Em pelo menos quatro deles — China, Sudão, Vietnã, Tibete –, quem está fora da cadeia pode ser morto a qualquer momento nas operações genocidas que de tempos em tempos, em geral para fins de repressão religiosa, os governos respectivos empreendem contra suas próprias populações, exceto no caso do Tibete onde o serviço é feito pelas tropas chinesas de ocupação, as quais ali se encontram no exercício de um direito que o nosso presidente da República julga inquestionável. O total de vítimas, nas últimas três décadas, é calculado em pelo menos quatro milhões de pessoas — miudeza desprezível em comparação com os sessenta milhões de chineses liquidados por um regime cujos apologistas impenitentes ainda se encontram às pencas no parlamento brasileiro, onde uma vez por semana nos brindam com discursos moralizantes sobre as virtudes da democracia.

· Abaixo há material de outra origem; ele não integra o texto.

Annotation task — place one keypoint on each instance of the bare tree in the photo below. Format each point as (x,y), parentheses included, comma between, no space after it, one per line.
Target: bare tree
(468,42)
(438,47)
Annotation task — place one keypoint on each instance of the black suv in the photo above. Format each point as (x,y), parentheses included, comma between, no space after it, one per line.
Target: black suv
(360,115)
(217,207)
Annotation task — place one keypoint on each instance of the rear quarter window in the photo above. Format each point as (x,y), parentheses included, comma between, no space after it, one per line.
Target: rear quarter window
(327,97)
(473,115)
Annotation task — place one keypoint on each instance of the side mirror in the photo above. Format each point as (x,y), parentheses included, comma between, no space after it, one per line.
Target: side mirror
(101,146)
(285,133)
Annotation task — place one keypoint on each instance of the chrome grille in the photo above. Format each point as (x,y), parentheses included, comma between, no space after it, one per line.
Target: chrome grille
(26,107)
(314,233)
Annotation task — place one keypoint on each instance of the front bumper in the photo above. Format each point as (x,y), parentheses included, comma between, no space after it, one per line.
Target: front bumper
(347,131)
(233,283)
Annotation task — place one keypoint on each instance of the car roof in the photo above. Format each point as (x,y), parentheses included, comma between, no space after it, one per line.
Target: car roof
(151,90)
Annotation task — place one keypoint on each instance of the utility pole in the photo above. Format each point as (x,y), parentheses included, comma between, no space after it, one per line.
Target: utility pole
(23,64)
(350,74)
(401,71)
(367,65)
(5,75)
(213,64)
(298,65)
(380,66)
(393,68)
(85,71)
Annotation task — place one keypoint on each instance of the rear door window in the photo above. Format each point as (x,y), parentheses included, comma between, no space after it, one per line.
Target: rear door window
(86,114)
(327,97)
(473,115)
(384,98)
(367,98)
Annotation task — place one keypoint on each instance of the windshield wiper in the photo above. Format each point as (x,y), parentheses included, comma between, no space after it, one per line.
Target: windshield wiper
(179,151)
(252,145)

Desses dezessete infernos terrestres, diariamente chegam aos jornais e TVs apelos desesperados em favor de prisioneiros submetidos a torturas corporais, os quais apelos vão diretamente para a lata de lixo para não tomar o espaço consagrado à denúncia daqueles cruéis soldados americanos que, no Iraque, filmam prisioneiros de guerra pelados sem tocar num único fio de cabelo das suas cabeças. Pois, afinal, tortura não é aquilo que os dicionários definem como tal e sim qualquer abuso menor que possa ser explorado como propaganda anti-Bush.

Será que digo essas coisas por ser um fanático direitista, e não porque existe realmente aí alguma desproporção acessível à pura razão humana, ao puro sentimento instintivo de justiça? A quase totalidade dos jornalistas do eixo Rio-SP lhe assegurará que sim, caro leitor. Muitos deles sabem que estão mentindo, mas, como diria Goethe, não podem abdicar do erro porque devem a ele a sua subsistência. Outros se encontram tão danificados intelectualmente por quatro décadas de privação de informações essenciais, que sentirão uma indignação sincera diante do que lhes parecerá uma sórdida calúnia enco mendada pelo capitalismo ianque e, naturalmente, paga a peso de ouro. E tão avassalador será o impacto dessa emoção nas suas almas, que a simples hipótese de tentar conferir jornalisticamente a veracidade ou falsidade das minhas alegações lhes soará como uma tentação abominável, da qual buscarão refúgio no exercício redobrado de suas devoções costumeiras e na reafirmação dogmática de uma honestidade profissional imune a qualquer suspeita. Feito isso, dormirão em paz, sonhando com o futuro socialista no qual, prometia Antonio Gramsci, “tudo será mais belo”.